Duisburg: Film ab in Duisburg
VON JUDITH KLOSE - zuletzt aktualisiert: 15.12.2008Duisburg (RPO). Das ZDF dreht einen Dreiteiler über die Familie Krupp. Am vergangenen Wochenende fanden Dreharbeiten am Rheinufer und im Landschaftspark Duisburg-Nord statt. Iris Berben spielt Bertha Krupp.
Wir befinden uns am Rheinufer in Duisburg: „Klappe, die Erste – und Action!“ Bertha Krupp reitet mit ihrem Pferd durch den heimischen Park hinauf auf den Deich und sieht aus der Entfernung die elterlichen Krupp-Werke. „Und cut!“ Die erste Szene ist im Kasten. Ortswechsel. Landschaftspark Nord, flüssiges Stahl läuft aus dem Hochofen. „Klappe, die Zweite – und Action!“ Mitarbeiter der Firma Krupp unterhalten sich Anfang des 20. Jahrhunderts über die sozialen Errungenschaften, die ihnen in dem Unternehmen geboten werden. „Und cut!“ Die nächste Filmszene ist damit abgedreht.
Samstagvormittag, Emscher Straße in Meiderich. „Klappe, die Dritte – und Action!“ Alfried Krupp fährt 1940 durch Essen. Zwangsarbeiter laufen auf den Straßen. „Und cut!“ Und damit ist eine weitere Szene aus dem ZDF-Dreiteiler „Krupp – Eine deutsche Familie“ fertig gedreht. Der Film, in denen deutsche Schauspielstars wie Iris Berben, Benjamin Sadler und Heino Ferch mitspielen, greift die Geschichte der mächtigsten industriellen Familien-Dynastie in Deutschland auf. Die Handlung, die die unterschiedlichen Seiten der Familie mit all ihren Auf- und Abstiegen, Zuneigungen, Macht und Tragödien widerspiegelt, wird vor allem an drei historischen Figuren erzählt.
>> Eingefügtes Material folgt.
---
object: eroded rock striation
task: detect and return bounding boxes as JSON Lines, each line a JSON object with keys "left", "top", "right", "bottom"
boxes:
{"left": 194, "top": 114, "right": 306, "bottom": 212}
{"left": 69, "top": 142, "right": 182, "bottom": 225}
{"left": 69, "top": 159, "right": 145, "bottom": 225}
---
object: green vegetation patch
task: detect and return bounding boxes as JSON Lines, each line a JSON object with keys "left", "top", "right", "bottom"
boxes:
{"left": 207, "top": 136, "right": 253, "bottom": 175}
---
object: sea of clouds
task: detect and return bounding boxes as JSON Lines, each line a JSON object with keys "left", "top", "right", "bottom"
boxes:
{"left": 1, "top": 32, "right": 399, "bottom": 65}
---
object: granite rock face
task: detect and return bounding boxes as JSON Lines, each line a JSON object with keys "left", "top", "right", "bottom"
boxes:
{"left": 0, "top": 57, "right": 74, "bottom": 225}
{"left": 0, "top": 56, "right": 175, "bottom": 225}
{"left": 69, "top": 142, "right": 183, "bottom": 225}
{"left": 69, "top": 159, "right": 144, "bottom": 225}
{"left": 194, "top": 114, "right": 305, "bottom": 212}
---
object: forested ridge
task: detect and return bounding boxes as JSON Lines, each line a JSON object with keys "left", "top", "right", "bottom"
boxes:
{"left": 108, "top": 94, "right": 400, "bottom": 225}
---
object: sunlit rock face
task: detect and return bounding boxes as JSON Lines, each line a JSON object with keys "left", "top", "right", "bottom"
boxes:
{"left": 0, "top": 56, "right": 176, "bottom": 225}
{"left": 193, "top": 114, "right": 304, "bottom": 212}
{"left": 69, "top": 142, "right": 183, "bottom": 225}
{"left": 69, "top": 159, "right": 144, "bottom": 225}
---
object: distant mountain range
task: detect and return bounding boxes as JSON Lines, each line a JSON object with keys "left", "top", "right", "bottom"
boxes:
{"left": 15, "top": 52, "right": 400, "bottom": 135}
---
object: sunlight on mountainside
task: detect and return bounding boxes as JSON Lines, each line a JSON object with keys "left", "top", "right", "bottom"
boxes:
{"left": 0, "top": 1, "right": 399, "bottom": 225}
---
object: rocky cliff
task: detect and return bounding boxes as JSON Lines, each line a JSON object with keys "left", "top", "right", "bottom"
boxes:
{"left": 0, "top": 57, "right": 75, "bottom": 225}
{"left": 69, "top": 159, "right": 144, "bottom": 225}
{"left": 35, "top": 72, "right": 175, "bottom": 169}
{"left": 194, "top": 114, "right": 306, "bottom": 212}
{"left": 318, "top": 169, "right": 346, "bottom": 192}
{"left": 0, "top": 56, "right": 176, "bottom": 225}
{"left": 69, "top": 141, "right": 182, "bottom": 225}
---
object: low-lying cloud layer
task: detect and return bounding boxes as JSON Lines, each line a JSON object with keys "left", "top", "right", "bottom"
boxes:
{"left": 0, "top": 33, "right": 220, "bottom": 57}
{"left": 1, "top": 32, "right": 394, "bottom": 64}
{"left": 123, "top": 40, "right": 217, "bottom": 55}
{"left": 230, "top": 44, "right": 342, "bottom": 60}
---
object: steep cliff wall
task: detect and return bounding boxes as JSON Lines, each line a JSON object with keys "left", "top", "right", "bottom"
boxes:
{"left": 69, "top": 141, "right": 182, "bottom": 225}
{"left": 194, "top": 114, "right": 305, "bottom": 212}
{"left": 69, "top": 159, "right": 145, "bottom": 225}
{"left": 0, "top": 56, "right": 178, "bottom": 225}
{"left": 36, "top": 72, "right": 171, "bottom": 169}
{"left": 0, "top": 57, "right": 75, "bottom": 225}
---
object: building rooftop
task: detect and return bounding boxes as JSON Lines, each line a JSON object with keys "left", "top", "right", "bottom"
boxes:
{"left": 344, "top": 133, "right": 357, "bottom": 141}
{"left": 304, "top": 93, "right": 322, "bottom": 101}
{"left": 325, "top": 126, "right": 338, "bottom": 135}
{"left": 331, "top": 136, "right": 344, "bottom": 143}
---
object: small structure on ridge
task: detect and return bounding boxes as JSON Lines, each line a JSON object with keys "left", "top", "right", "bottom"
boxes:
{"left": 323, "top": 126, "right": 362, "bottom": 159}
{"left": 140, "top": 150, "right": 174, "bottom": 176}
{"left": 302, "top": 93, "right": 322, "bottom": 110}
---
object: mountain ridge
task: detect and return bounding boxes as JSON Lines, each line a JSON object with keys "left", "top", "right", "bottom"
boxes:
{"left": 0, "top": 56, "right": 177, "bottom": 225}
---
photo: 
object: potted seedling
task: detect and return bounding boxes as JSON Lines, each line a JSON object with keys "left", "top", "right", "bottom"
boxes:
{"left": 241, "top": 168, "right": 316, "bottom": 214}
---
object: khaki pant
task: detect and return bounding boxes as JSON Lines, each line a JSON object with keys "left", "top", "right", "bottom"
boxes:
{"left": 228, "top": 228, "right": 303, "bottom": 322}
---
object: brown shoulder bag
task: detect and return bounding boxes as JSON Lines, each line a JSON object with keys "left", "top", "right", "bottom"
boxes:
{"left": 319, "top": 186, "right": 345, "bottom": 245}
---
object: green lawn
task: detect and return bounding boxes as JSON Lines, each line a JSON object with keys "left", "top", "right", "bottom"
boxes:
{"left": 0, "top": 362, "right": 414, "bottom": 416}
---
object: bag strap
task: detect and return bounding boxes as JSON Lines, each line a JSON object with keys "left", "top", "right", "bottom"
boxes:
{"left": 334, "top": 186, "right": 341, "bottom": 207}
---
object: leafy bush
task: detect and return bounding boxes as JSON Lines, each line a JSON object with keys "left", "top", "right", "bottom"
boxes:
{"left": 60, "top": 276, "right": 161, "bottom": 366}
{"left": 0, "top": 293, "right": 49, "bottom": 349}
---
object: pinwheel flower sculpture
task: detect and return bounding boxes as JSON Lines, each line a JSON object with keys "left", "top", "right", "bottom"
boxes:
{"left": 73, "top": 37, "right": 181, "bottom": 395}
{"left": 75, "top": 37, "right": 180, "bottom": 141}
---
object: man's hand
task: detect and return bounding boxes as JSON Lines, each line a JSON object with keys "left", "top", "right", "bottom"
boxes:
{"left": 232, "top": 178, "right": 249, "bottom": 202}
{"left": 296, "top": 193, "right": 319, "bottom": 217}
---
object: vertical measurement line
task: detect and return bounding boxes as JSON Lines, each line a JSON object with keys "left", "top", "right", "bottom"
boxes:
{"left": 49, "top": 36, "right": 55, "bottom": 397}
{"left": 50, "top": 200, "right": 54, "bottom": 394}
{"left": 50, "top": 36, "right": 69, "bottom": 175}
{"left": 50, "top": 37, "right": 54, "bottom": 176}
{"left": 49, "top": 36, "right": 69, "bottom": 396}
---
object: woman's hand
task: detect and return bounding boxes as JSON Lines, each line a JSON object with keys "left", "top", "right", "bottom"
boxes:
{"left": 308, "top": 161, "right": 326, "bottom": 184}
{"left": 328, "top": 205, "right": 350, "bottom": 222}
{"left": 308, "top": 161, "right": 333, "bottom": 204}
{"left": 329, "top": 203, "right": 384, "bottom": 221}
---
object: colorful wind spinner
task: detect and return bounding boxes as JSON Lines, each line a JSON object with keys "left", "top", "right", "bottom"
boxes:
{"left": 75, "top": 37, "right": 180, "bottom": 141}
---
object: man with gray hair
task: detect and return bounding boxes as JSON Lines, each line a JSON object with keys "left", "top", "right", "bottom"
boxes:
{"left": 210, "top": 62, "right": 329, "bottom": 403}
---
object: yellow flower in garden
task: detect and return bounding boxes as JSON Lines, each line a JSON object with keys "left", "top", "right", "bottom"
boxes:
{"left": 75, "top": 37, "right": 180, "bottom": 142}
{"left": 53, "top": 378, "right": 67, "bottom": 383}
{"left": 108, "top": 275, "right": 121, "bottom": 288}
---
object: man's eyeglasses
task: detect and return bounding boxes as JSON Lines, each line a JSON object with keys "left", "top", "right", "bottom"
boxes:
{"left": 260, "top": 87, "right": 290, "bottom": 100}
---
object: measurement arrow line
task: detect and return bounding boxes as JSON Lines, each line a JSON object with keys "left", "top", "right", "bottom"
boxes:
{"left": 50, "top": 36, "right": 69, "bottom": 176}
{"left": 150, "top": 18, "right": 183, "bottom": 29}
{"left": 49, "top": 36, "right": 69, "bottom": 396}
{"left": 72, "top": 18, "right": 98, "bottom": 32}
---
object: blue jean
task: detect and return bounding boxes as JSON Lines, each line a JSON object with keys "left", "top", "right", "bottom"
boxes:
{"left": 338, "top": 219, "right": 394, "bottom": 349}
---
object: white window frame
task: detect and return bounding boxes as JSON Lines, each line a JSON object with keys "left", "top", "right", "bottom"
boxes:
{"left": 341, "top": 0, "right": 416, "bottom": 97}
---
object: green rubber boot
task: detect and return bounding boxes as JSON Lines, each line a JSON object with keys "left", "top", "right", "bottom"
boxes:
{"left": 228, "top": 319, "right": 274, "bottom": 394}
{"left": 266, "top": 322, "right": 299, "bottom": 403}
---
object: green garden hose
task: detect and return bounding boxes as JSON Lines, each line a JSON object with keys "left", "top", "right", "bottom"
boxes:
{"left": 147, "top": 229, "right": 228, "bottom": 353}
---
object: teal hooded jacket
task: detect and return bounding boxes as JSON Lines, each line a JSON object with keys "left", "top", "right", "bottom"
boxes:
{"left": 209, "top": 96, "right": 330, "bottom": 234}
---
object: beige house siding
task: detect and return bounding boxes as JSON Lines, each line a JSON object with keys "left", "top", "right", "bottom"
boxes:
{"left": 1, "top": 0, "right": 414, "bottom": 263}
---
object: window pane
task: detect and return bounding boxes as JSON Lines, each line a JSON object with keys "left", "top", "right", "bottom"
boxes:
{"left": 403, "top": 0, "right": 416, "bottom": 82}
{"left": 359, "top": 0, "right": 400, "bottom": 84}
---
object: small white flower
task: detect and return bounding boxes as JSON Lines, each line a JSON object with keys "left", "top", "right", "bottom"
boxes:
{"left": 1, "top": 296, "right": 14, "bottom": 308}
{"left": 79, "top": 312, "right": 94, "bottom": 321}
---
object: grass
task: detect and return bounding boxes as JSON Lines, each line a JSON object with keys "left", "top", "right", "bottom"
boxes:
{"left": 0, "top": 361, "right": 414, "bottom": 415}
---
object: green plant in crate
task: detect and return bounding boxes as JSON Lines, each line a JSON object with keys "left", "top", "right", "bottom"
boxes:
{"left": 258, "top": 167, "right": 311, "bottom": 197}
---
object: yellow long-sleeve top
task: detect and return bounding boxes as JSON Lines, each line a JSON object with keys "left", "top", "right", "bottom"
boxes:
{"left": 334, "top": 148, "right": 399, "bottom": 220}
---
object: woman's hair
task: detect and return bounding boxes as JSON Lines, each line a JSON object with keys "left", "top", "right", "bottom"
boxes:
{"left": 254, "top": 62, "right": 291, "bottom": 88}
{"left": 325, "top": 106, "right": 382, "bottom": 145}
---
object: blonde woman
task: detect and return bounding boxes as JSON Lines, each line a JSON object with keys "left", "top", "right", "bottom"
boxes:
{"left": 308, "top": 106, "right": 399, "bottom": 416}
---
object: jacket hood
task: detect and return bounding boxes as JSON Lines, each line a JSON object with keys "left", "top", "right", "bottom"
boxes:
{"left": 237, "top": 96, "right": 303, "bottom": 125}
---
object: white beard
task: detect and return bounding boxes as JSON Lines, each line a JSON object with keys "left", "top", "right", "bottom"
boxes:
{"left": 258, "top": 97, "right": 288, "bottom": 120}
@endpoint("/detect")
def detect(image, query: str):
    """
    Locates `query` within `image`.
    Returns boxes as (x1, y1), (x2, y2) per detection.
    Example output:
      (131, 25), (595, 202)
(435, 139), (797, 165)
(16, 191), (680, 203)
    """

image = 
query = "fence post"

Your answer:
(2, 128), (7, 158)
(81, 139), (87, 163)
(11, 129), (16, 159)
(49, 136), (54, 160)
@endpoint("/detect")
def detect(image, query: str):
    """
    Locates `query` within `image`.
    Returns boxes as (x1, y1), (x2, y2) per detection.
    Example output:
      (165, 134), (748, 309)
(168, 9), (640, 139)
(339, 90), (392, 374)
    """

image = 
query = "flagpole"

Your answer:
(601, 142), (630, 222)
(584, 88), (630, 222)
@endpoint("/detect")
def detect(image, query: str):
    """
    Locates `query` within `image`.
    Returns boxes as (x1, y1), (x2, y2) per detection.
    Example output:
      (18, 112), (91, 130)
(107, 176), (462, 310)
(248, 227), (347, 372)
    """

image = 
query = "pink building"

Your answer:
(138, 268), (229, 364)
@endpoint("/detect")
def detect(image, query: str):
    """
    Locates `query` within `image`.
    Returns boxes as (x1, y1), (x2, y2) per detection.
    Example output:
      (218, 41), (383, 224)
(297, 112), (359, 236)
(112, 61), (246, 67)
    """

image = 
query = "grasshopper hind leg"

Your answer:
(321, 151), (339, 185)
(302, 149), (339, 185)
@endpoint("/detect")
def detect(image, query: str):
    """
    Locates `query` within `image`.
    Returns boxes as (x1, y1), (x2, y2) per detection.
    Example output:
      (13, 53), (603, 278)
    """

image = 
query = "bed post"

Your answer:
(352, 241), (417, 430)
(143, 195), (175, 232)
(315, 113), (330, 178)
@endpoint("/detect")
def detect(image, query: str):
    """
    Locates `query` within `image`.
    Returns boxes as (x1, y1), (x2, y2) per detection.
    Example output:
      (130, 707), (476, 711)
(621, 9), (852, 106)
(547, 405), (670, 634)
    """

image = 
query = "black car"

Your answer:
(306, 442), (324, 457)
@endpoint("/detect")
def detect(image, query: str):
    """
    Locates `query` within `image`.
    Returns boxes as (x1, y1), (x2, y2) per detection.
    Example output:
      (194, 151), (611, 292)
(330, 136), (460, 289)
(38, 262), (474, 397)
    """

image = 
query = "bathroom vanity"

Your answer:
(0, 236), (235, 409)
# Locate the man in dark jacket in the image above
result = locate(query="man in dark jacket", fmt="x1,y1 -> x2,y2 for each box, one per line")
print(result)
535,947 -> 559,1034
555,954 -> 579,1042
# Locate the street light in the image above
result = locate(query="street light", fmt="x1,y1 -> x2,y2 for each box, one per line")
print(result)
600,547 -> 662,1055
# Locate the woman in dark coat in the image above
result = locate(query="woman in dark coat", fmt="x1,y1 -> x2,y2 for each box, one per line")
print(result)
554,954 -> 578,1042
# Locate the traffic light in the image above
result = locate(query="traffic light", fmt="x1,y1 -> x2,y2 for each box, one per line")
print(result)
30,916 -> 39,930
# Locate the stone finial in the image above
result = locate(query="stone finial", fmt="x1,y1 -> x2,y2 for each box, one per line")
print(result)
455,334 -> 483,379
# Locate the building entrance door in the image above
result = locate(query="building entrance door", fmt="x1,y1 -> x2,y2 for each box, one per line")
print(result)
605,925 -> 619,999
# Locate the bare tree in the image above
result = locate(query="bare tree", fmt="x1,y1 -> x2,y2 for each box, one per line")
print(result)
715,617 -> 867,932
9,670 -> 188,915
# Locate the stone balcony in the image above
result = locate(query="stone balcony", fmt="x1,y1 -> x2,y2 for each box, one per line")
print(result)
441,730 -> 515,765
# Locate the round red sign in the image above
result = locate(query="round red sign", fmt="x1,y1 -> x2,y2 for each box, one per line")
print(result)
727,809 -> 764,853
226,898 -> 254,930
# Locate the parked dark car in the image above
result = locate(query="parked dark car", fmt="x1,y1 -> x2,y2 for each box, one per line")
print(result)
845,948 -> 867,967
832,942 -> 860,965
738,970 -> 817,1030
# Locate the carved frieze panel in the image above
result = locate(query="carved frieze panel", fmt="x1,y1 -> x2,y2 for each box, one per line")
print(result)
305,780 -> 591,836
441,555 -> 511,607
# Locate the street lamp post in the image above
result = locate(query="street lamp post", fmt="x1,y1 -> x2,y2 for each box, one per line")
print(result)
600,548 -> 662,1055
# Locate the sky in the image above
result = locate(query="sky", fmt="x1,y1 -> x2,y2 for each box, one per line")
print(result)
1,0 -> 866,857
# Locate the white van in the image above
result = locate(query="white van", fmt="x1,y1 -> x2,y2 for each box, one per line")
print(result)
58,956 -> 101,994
Margarethe Krupp (1854-1931), ihre Tochter Bertha (1886-1957) und deren ältester Sohn Alfried von Bohlen und Halbach (1910-1968) stehen im Zentrum des dreiteiligen Films, der den Zeitraum von 1900-1967 umspannt. Bertha, gespielt von Iris Berben, erlebt als junges Mädchen ruhmreiche Zeiten, in denen ihr Vater, der „Kanonenkönig Fritz“, sowohl durch seine Erfindungen als auch durch die Waffenherstellung für Kaiser Wilhelm II. ökonomische, gesellschaftliche und politische Macht erlangt. Als Strippenzieherin im Hintergrund des Unternehmens erzieht sie ihren Sohn und Firmenerben Alfried mit äußerster Strenge, der sich daraufhin zu einem verschlossenen Mann entwickelt und von seiner großen Liebe verlassenen wird. Im zweiten Weltkrieg übernimmt er die Unternehmensleitung und wird von den Alliierten als Kriegsverbrecher vor Gericht gestellt. Dieser schwierige Erzählstoff und die Tatsache, dass keine Originalstätte mehr so erhalten ist, wie sie früher war, stellt die Produktion eines solchen Films vor zahlreiche Herausforderungen. „Wir versuchen so präzise wie möglich zu arbeiten“, meint Produktionsleiter Marcus Loges. Rauchende Schornsteine oder flüssiges Stahl werden dabei mit Hilfe des Computers eingefügt. Sowohl an verschiedenen Orten in Nordrhein-Westfalen, als auch innerhalb Deutschlands und sogar auf Capri und in Österreich wurde für die Geschichte gedreht.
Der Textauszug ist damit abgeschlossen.